O dia dos dois foi pensativo. Nem ela conseguiu se concentrar nas aulas, nem ele em nada que tentasse fazer para aproveitar a folga. O domingo passou arrastado, parecia que o tempo queria irritá-los, os ponteiros preguiçosos do relógio quase-não-rodando.
Manhã de segunda-feira. De tão distraído que estava no dia anterior, Marcelo se esqueceu de ajustar o despertador, que só tocou muito atrasado. Levantou apressado, vestiu a primeira roupa que encontrou pela frente, pegou a mochila e saiu de casa, ainda sonolento. Entrou na Le Pettit, pediu o seu café, mas não se sentou – foi tomando no caminho. Mal olhou para os lados, nem percebeu que Fernanda estava lá, ao lado do desenho, esperando quem-quer-que-fosse-Marcelo aparecer para devolver o livro. Como ele não chegou, ela foi embora. Frustrada pela espera em vão.

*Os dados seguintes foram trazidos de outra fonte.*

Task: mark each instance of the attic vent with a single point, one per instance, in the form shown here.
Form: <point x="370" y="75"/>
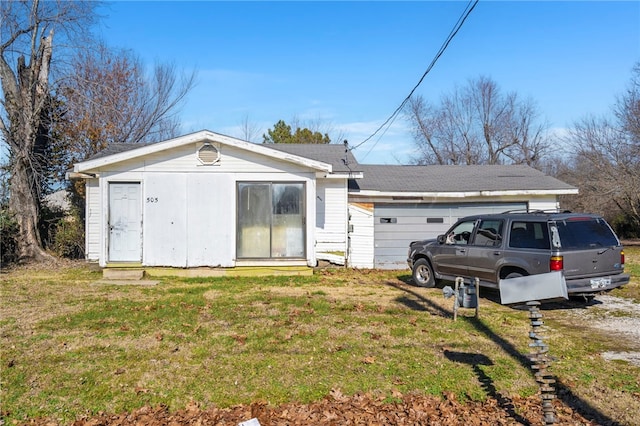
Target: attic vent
<point x="208" y="154"/>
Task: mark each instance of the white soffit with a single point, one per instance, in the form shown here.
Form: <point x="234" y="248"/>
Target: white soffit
<point x="202" y="136"/>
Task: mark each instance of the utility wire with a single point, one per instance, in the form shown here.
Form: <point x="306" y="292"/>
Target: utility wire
<point x="389" y="121"/>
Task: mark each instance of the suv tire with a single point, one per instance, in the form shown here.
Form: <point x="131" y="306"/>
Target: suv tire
<point x="423" y="274"/>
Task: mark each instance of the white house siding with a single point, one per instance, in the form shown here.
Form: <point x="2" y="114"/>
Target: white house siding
<point x="389" y="241"/>
<point x="93" y="218"/>
<point x="331" y="216"/>
<point x="361" y="236"/>
<point x="189" y="209"/>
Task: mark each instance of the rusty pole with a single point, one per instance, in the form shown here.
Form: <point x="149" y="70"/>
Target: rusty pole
<point x="539" y="362"/>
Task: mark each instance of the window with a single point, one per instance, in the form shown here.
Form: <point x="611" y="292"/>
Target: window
<point x="586" y="234"/>
<point x="489" y="233"/>
<point x="460" y="233"/>
<point x="270" y="220"/>
<point x="533" y="235"/>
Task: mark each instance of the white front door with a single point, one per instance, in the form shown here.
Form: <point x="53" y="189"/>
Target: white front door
<point x="125" y="222"/>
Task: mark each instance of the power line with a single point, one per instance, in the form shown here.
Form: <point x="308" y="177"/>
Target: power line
<point x="389" y="121"/>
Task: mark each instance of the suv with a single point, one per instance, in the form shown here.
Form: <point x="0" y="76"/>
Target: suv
<point x="492" y="247"/>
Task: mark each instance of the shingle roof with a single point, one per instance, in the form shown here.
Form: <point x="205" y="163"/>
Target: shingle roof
<point x="393" y="178"/>
<point x="117" y="148"/>
<point x="409" y="178"/>
<point x="333" y="154"/>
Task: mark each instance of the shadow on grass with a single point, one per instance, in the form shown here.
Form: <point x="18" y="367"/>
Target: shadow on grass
<point x="564" y="393"/>
<point x="475" y="361"/>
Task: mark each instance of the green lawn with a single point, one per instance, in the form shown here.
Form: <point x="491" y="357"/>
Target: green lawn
<point x="70" y="347"/>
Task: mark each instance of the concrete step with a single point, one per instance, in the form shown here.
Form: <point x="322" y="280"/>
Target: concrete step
<point x="122" y="274"/>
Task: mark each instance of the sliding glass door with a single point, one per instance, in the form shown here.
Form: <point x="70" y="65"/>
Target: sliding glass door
<point x="271" y="218"/>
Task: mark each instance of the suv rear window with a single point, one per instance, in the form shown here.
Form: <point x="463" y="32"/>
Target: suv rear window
<point x="585" y="233"/>
<point x="533" y="235"/>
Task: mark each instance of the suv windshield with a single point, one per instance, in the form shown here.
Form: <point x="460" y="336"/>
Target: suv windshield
<point x="585" y="233"/>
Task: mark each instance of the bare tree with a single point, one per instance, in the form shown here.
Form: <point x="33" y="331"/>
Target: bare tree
<point x="109" y="99"/>
<point x="606" y="160"/>
<point x="26" y="49"/>
<point x="477" y="124"/>
<point x="249" y="131"/>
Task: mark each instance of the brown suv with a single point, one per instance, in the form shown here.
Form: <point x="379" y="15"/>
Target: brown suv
<point x="500" y="246"/>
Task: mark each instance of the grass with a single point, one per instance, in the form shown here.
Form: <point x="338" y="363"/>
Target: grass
<point x="70" y="347"/>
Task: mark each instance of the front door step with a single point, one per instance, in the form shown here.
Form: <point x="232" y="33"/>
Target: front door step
<point x="122" y="274"/>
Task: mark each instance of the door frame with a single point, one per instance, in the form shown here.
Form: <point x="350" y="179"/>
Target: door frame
<point x="107" y="228"/>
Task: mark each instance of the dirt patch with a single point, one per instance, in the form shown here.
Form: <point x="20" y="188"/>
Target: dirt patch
<point x="618" y="316"/>
<point x="338" y="409"/>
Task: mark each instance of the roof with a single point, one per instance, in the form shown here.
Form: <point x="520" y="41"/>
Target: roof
<point x="116" y="153"/>
<point x="372" y="180"/>
<point x="340" y="158"/>
<point x="117" y="148"/>
<point x="380" y="179"/>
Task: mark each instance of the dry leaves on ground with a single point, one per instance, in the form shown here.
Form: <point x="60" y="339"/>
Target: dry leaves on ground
<point x="338" y="409"/>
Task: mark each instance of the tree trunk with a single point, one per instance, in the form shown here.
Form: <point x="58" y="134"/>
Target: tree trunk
<point x="26" y="94"/>
<point x="23" y="205"/>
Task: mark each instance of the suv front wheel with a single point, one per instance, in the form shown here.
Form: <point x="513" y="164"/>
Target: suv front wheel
<point x="423" y="274"/>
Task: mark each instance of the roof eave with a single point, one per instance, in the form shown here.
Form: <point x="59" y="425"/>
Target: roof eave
<point x="463" y="194"/>
<point x="202" y="136"/>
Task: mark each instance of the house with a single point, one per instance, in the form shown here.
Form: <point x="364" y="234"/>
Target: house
<point x="209" y="203"/>
<point x="206" y="200"/>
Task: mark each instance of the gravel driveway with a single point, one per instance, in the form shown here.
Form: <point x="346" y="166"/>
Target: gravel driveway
<point x="615" y="315"/>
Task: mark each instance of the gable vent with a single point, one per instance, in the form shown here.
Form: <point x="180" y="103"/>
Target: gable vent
<point x="208" y="154"/>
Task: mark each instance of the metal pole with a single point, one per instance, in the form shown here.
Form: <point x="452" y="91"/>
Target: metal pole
<point x="539" y="362"/>
<point x="456" y="300"/>
<point x="477" y="296"/>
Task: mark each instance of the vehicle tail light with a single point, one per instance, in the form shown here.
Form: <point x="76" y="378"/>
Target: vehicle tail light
<point x="556" y="263"/>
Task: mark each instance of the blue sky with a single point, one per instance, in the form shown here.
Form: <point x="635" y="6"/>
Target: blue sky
<point x="348" y="65"/>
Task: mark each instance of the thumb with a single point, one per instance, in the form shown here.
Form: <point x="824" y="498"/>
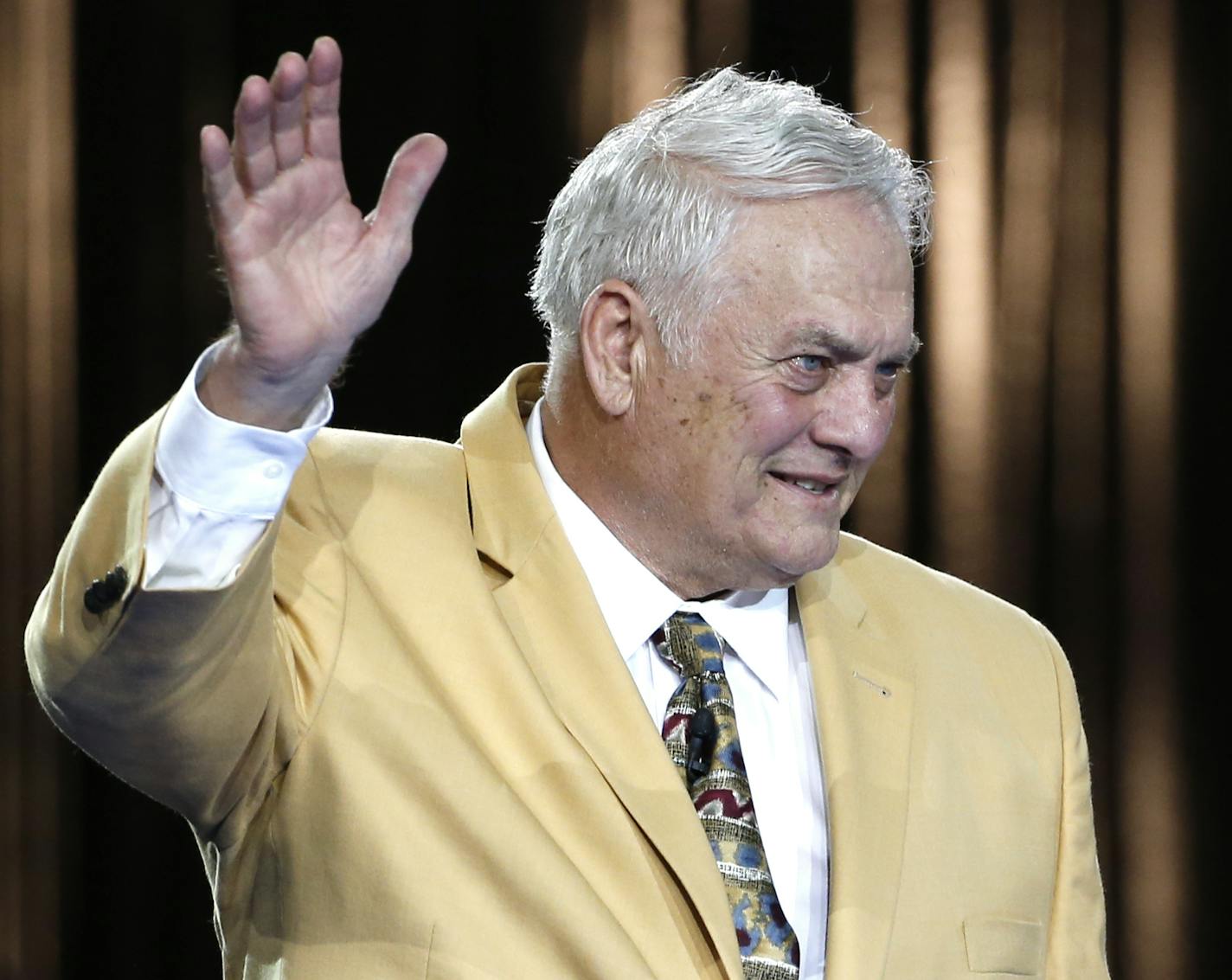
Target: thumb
<point x="412" y="172"/>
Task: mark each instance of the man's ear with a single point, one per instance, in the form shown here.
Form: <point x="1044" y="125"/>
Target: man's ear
<point x="613" y="337"/>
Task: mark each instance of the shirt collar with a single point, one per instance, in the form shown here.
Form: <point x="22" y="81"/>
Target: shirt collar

O céu estava cheio de nuvens pesadas, com certeza choveria. E choveu. Choveu o dia inteiro, sem parar. No final da tarde, Fernanda pegou o ônibus e saltou no ponto perto da Cafeteria. Sua casa ainda estava há cinco quarteirões dali, mas ela resolveu ir debaixo da chuva, não se importava. Jogou o capuz fino do capote por cima da cabeça, como se adiantasse alguma coisa contra as gotas violentas que caiam e começou a andar. No meio do caminho, um homem se aproximou dela, abriu o guarda-chuva e disse:
- Minha vez de te salvar da chuva, Fernanda.
Uma alma especial reconheceu de imediato a outra.